Depending on the location, there is immediate private hospital capacity available. Moore estimated the private hospitals around New Zealand could handle as much as 20 per cent more activity.
That's no small amount given that around half of all elective surgeries are done in private facilities already.
Despite the rapid growth in spending on healthcare, the private hospital market was at best flat, said Moore. 'The private health insurance numbers have declined a small amount, which is a concern for everyone. As the economic times get tougher, will that decline further?"
The lobbying is making some progress. The Government has sent the signal to DHBs that private options are to be explored, but when it comes to building facilities, the emphasis is still on the state owning them, with private money an option for funding them.
'The predominant model is for the DHBs to build their own capacity.

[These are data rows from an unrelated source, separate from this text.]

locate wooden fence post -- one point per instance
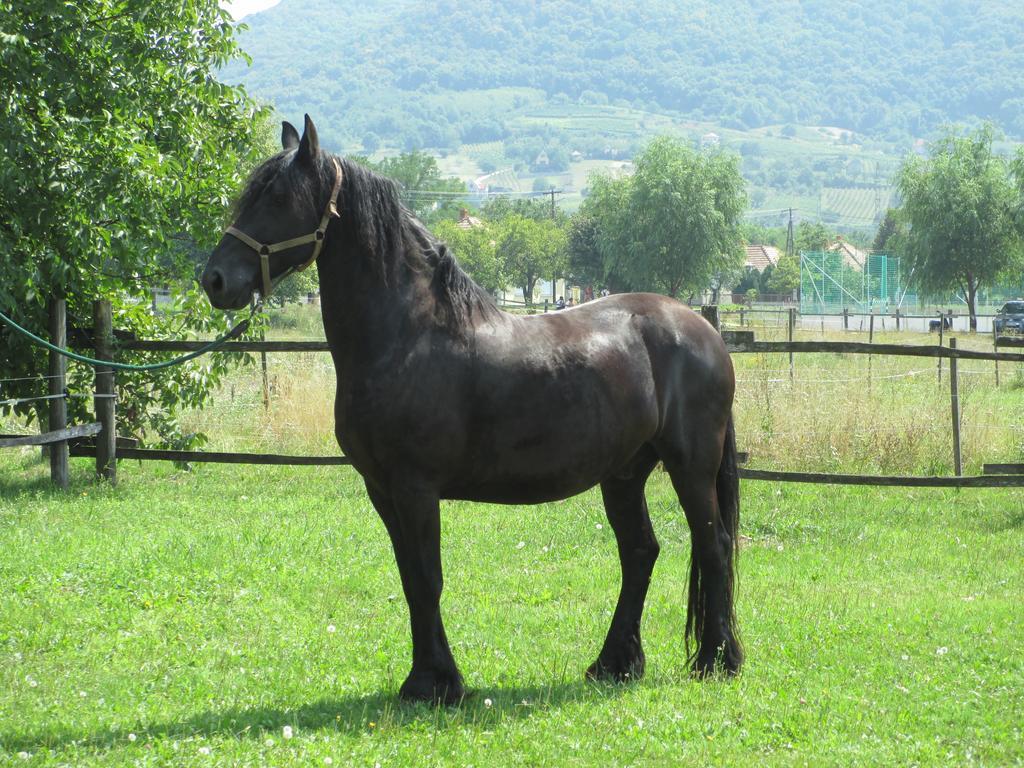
(791, 325)
(870, 358)
(995, 348)
(954, 407)
(266, 382)
(710, 313)
(58, 404)
(103, 402)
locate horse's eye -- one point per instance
(278, 192)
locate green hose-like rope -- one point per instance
(235, 332)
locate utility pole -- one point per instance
(791, 246)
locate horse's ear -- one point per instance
(289, 136)
(309, 145)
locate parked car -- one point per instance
(1010, 318)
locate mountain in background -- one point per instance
(820, 97)
(875, 67)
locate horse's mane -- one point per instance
(388, 230)
(384, 228)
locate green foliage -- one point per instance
(424, 192)
(445, 73)
(120, 154)
(530, 249)
(673, 225)
(476, 250)
(962, 208)
(586, 265)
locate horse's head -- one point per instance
(281, 221)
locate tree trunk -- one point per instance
(527, 290)
(972, 293)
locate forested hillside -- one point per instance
(444, 73)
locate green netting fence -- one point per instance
(830, 281)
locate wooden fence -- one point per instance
(107, 449)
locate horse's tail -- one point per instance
(727, 487)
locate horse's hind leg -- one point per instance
(693, 468)
(622, 656)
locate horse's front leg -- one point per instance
(413, 520)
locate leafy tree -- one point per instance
(888, 229)
(585, 264)
(476, 251)
(121, 150)
(675, 223)
(424, 192)
(961, 205)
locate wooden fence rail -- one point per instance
(108, 448)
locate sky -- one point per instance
(241, 8)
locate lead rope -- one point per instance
(220, 341)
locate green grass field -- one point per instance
(189, 619)
(246, 615)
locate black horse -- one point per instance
(441, 395)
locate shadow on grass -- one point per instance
(347, 715)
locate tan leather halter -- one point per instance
(316, 238)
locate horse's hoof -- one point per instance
(723, 663)
(436, 687)
(617, 669)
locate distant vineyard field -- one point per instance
(854, 206)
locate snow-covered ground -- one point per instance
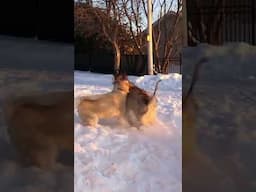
(110, 158)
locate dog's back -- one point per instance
(39, 129)
(141, 108)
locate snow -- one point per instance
(113, 158)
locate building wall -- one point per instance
(43, 19)
(218, 22)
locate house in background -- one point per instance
(38, 19)
(217, 22)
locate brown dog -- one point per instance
(40, 126)
(141, 108)
(105, 106)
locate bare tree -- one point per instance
(110, 17)
(167, 30)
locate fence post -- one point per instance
(253, 22)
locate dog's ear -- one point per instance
(124, 76)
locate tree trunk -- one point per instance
(117, 57)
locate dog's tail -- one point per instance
(156, 87)
(154, 94)
(195, 77)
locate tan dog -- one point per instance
(40, 126)
(141, 108)
(105, 106)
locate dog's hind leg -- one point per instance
(89, 119)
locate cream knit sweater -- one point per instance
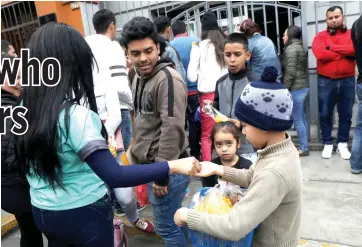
(272, 204)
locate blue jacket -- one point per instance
(263, 53)
(183, 46)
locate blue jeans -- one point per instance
(126, 128)
(356, 156)
(332, 92)
(164, 209)
(298, 115)
(88, 226)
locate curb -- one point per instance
(8, 223)
(135, 232)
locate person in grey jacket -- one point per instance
(163, 25)
(230, 86)
(294, 61)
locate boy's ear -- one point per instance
(238, 144)
(248, 55)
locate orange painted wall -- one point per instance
(64, 13)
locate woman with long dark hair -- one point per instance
(294, 62)
(206, 66)
(263, 50)
(64, 152)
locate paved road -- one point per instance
(13, 240)
(331, 213)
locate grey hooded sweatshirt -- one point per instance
(228, 89)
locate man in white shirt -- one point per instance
(113, 95)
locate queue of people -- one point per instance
(67, 174)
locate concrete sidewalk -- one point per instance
(332, 202)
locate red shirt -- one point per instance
(337, 62)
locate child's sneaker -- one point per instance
(144, 225)
(327, 151)
(139, 208)
(119, 212)
(343, 151)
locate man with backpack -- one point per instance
(160, 100)
(163, 25)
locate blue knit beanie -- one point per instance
(266, 104)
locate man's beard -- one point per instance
(336, 28)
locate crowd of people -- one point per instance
(140, 94)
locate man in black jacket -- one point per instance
(356, 156)
(15, 192)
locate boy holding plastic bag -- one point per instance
(274, 182)
(230, 86)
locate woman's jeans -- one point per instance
(125, 196)
(16, 200)
(88, 226)
(332, 92)
(164, 209)
(299, 117)
(207, 123)
(356, 156)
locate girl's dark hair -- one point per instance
(293, 32)
(217, 38)
(39, 146)
(226, 127)
(139, 28)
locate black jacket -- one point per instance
(228, 89)
(10, 174)
(294, 61)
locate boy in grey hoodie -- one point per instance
(230, 86)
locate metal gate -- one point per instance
(19, 20)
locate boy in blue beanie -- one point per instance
(274, 182)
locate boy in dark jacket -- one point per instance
(15, 191)
(230, 86)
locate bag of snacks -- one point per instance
(215, 114)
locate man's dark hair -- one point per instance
(102, 19)
(237, 38)
(178, 27)
(139, 28)
(5, 46)
(333, 8)
(161, 23)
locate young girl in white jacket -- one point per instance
(206, 67)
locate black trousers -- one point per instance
(16, 200)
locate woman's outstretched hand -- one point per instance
(208, 169)
(187, 166)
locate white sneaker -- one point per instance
(327, 151)
(343, 151)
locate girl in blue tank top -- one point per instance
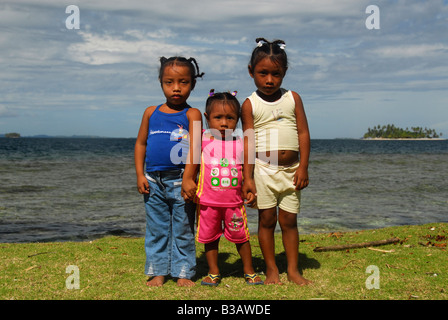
(166, 141)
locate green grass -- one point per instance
(112, 268)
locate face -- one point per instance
(176, 84)
(221, 118)
(268, 76)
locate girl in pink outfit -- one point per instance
(220, 204)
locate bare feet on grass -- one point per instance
(156, 281)
(297, 278)
(272, 277)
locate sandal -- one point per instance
(213, 277)
(252, 277)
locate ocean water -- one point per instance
(74, 189)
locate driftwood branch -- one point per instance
(357, 245)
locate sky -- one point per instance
(355, 66)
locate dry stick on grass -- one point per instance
(356, 245)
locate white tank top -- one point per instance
(275, 123)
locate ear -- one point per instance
(249, 68)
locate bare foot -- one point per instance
(156, 281)
(185, 283)
(297, 278)
(272, 277)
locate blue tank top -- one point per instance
(167, 144)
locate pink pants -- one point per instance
(211, 219)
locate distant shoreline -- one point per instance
(416, 139)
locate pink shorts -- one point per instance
(211, 219)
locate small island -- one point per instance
(12, 135)
(392, 132)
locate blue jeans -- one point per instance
(169, 240)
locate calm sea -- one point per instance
(62, 189)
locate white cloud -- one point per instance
(112, 61)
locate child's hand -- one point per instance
(301, 180)
(142, 184)
(188, 190)
(249, 192)
(251, 199)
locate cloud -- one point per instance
(111, 63)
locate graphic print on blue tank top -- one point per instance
(167, 144)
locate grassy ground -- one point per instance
(111, 268)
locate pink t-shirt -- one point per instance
(220, 176)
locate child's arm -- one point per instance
(140, 151)
(249, 190)
(194, 154)
(301, 179)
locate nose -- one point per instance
(224, 123)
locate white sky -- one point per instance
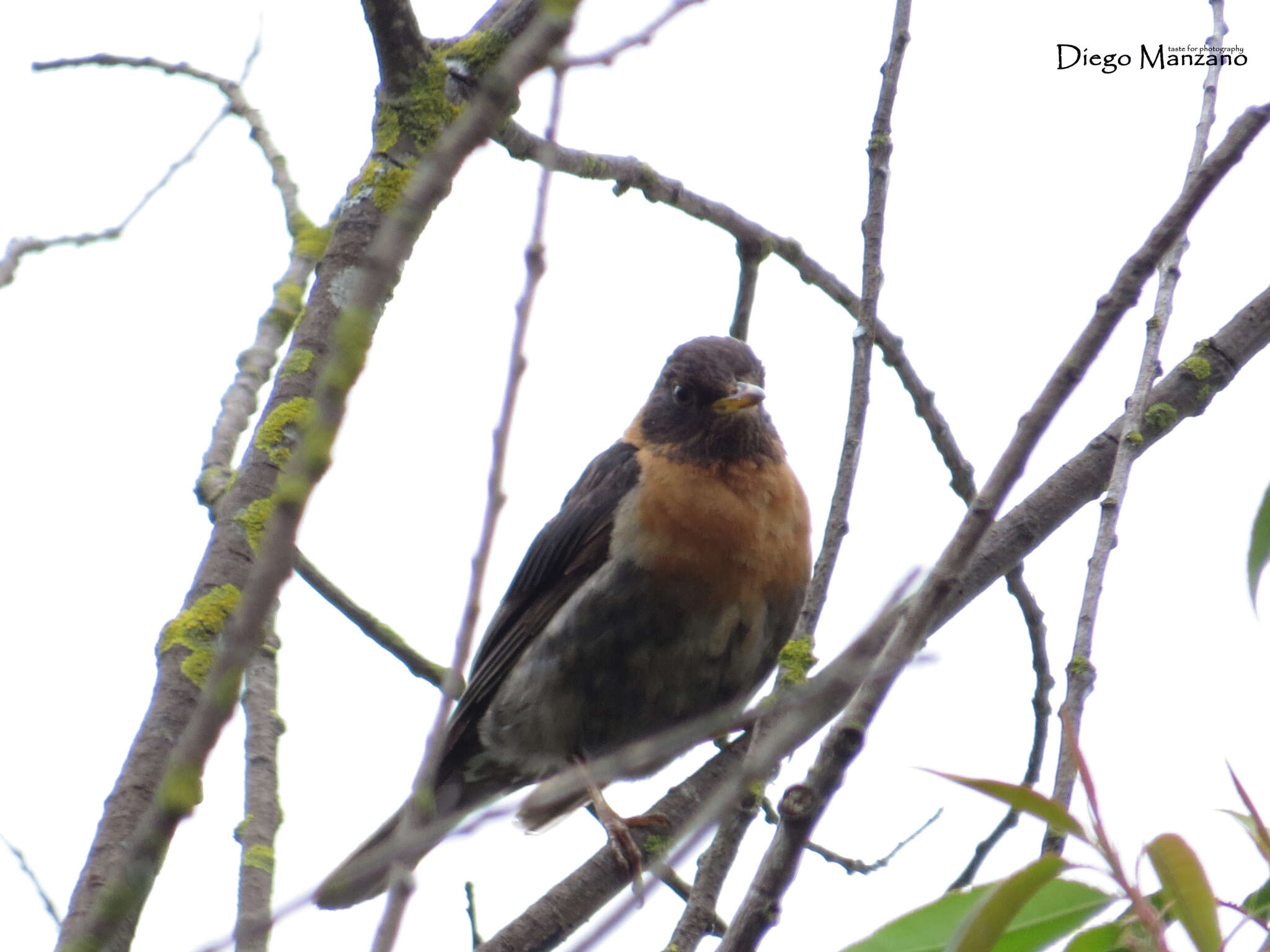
(1018, 192)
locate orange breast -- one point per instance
(742, 530)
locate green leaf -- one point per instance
(1259, 902)
(1255, 831)
(1026, 801)
(1100, 938)
(1059, 908)
(1253, 822)
(1186, 888)
(1259, 547)
(987, 922)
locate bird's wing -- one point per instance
(567, 551)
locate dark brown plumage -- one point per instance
(662, 591)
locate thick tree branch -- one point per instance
(159, 782)
(1080, 671)
(803, 804)
(262, 808)
(630, 172)
(577, 897)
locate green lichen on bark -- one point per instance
(281, 430)
(259, 857)
(296, 363)
(796, 660)
(1198, 367)
(196, 630)
(253, 519)
(1161, 416)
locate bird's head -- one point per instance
(708, 405)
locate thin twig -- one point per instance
(1146, 912)
(750, 255)
(17, 248)
(374, 628)
(35, 880)
(262, 808)
(535, 266)
(390, 923)
(1036, 621)
(255, 363)
(855, 866)
(803, 804)
(863, 340)
(605, 58)
(131, 875)
(630, 173)
(579, 896)
(1080, 671)
(470, 891)
(845, 738)
(238, 104)
(713, 867)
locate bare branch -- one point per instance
(35, 880)
(855, 866)
(1080, 480)
(236, 104)
(605, 58)
(751, 257)
(535, 266)
(713, 867)
(390, 924)
(17, 248)
(1080, 671)
(803, 804)
(631, 173)
(262, 809)
(1036, 621)
(375, 630)
(399, 46)
(123, 874)
(470, 890)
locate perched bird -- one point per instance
(662, 591)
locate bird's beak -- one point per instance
(745, 395)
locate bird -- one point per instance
(662, 591)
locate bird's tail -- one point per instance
(368, 870)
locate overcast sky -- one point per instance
(1018, 192)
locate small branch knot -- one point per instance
(798, 803)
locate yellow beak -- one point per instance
(745, 395)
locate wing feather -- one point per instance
(566, 552)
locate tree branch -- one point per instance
(803, 804)
(1080, 480)
(1036, 621)
(262, 808)
(374, 628)
(159, 782)
(751, 257)
(605, 58)
(1080, 671)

That's their preferred model,' Moore said. But he says that with long-term contracts in place, private providers would be more cost effective.
'The record private healthcare spending that has occurred in the last five to 10 years has been great for New Zealanders in terms of more elective surgeries and low cancer waiting times,' Moore said.
But Treasury forecasts indicate spending on health could blow out to around 11 per cent of GDP by 2050 as the population ages.
What does Moore believe that means?
Well, sadly for a populace already being told it will have to save to fund more of its retirement as the population ages, Moore said people would have to save to fund more of the costs of their healthcare.
'The Government should be encouraging greater use of private care through health insurance, savings and just encouraging greater personal responsibility,' Moore said. 'If the economic growth is not there, something has to give, which is either some form of rationing or degrees of 'co- payment'.'
Moore said it is time to reconsider providing tax breaks on health insurance premiums for the elderly, though that remains off the table for the foreseeable future.